For those using sites like CGTextures, please note that the GPL nature of the BGE pretty much limits you to using resources with open licenses such as Creative Commons (as many texture sites have license clauses that forbid redistribution of textures and you pretty much redistribute them by default with BGE games because the source has to remain open). You can always try to say they’re not for redistribution, but you can’t enforce that and some may end up taking the resource for use in his own project.
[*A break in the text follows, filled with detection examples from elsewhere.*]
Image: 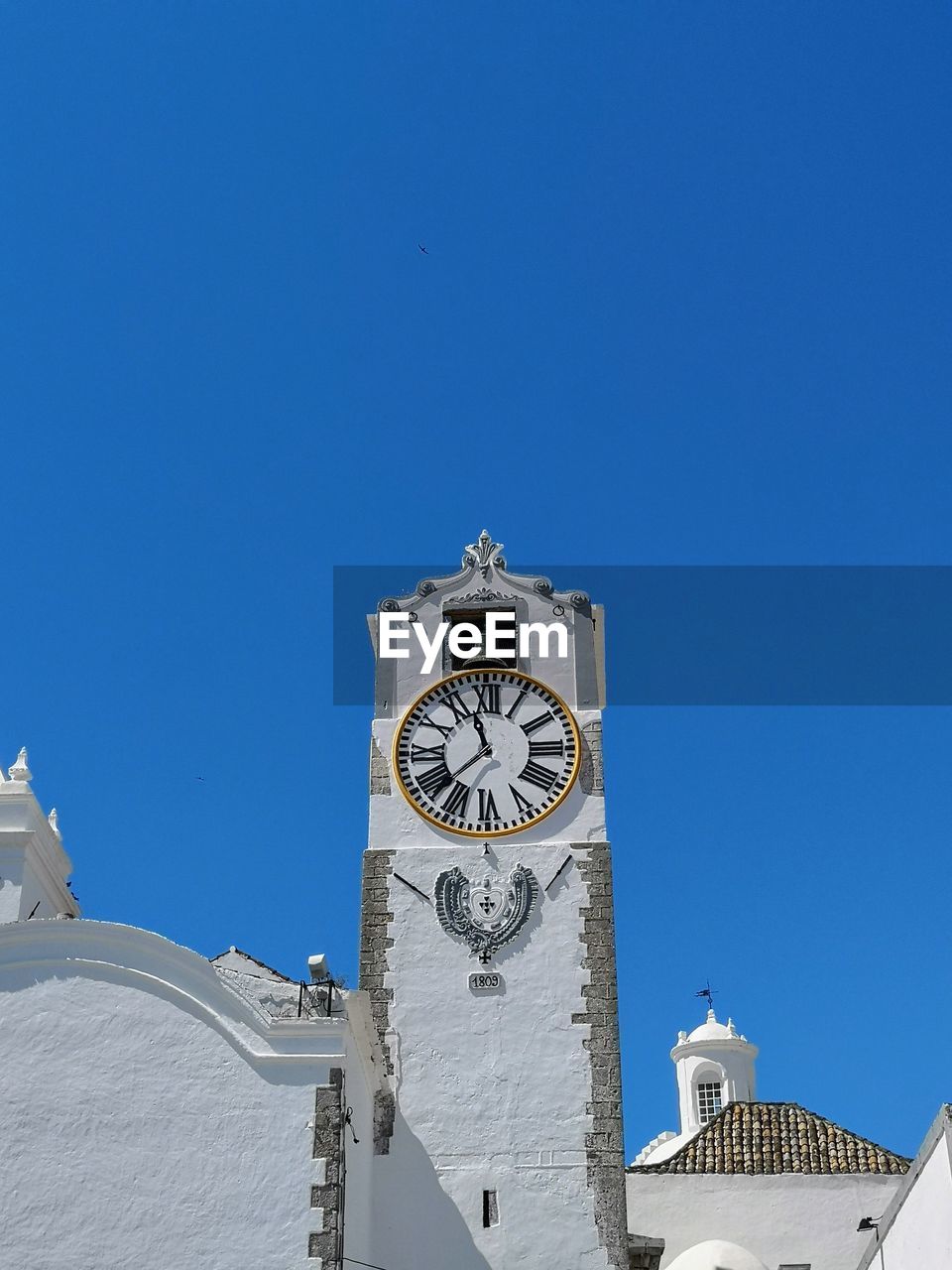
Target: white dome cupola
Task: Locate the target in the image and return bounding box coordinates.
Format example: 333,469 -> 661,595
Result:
635,1010 -> 758,1165
671,1010 -> 758,1137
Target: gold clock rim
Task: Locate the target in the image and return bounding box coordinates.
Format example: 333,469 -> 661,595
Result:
390,666 -> 581,838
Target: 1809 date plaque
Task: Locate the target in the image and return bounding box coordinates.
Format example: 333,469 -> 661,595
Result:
470,970 -> 503,992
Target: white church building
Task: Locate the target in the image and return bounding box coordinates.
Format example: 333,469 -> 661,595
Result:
0,531 -> 952,1270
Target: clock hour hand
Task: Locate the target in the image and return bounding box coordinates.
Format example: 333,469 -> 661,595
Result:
449,745 -> 493,781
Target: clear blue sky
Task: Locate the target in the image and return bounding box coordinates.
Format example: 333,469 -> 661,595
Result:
0,0 -> 952,1153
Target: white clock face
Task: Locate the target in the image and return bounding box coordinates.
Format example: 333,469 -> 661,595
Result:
394,670 -> 580,838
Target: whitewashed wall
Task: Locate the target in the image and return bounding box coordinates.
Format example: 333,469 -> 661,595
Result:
860,1106 -> 952,1270
627,1174 -> 903,1270
0,921 -> 373,1270
368,840 -> 619,1270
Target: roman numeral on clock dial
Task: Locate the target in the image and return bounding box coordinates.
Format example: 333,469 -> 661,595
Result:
410,745 -> 446,763
509,785 -> 532,816
443,781 -> 471,820
393,667 -> 580,838
416,763 -> 452,798
441,693 -> 472,722
420,715 -> 453,736
476,684 -> 503,713
520,758 -> 558,790
476,790 -> 502,821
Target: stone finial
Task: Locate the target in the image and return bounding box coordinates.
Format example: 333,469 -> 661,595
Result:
463,530 -> 505,577
8,745 -> 33,781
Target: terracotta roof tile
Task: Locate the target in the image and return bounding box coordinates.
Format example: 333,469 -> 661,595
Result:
630,1102 -> 911,1174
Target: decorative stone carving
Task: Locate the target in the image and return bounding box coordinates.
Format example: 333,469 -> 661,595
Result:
579,720 -> 606,798
8,745 -> 33,781
434,865 -> 538,956
462,530 -> 505,577
371,736 -> 391,795
449,586 -> 516,604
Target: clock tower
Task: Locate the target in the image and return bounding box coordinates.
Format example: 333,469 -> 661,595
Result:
361,531 -> 629,1270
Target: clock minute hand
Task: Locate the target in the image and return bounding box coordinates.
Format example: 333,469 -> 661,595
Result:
449,745 -> 493,781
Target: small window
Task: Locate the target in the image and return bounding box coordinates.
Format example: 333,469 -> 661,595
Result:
482,1192 -> 499,1229
697,1080 -> 721,1124
443,607 -> 518,671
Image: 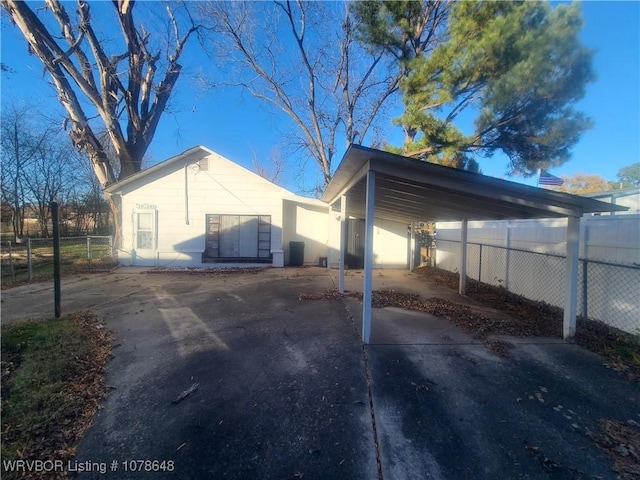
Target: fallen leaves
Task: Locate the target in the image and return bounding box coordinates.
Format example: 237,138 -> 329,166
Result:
587,420 -> 640,480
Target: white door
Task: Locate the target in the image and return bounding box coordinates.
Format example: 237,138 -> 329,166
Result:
133,210 -> 157,266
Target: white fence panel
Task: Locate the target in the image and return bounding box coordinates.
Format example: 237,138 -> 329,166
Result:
436,215 -> 640,334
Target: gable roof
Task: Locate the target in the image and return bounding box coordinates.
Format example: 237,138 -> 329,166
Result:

As for me, I have Genetica 4, Mapzone, Paint Shop Pro 7, and Mixcraft 7 for texture and sound effect/music creation, so I make most of my own stuff.

Some stuff here I never thought about doing. Thanks!

Yep, I do everything myself. Blender, GIMP for texturing, Sunvox for music and sound. I haven’t tried ChirpLab, but it seems like it might be pretty good.

My game files are not compiled directly. I use a launch file that calls it as an external file, thus it avoids inheriting the license of blender.

That’s a good one. I’ve been using it for years.

For those using sites like CGTextures, please note that the GPL nature of the BGE pretty much limits you to using resources with open licenses such as Creative Commons (as many texture sites have license clauses that forbid redistribution of textures and you pretty much redistribute them by default with BGE games because the source has to remain open). You can always try to say they’re not for redistribution, but you can’t enforce that and some may end up taking the resource for use in his own project.

AFAIK CGTextures just has a thumb at the unaltered work. They want to stop competitors that uses their textures by that. Means you are fine to create a character using the CGTextures as a base, and provide this character then. Would be crazy when not, since quite a few artists sells their work at pages like Turbosquid.

Unaltered terrain textures for example are problematic though.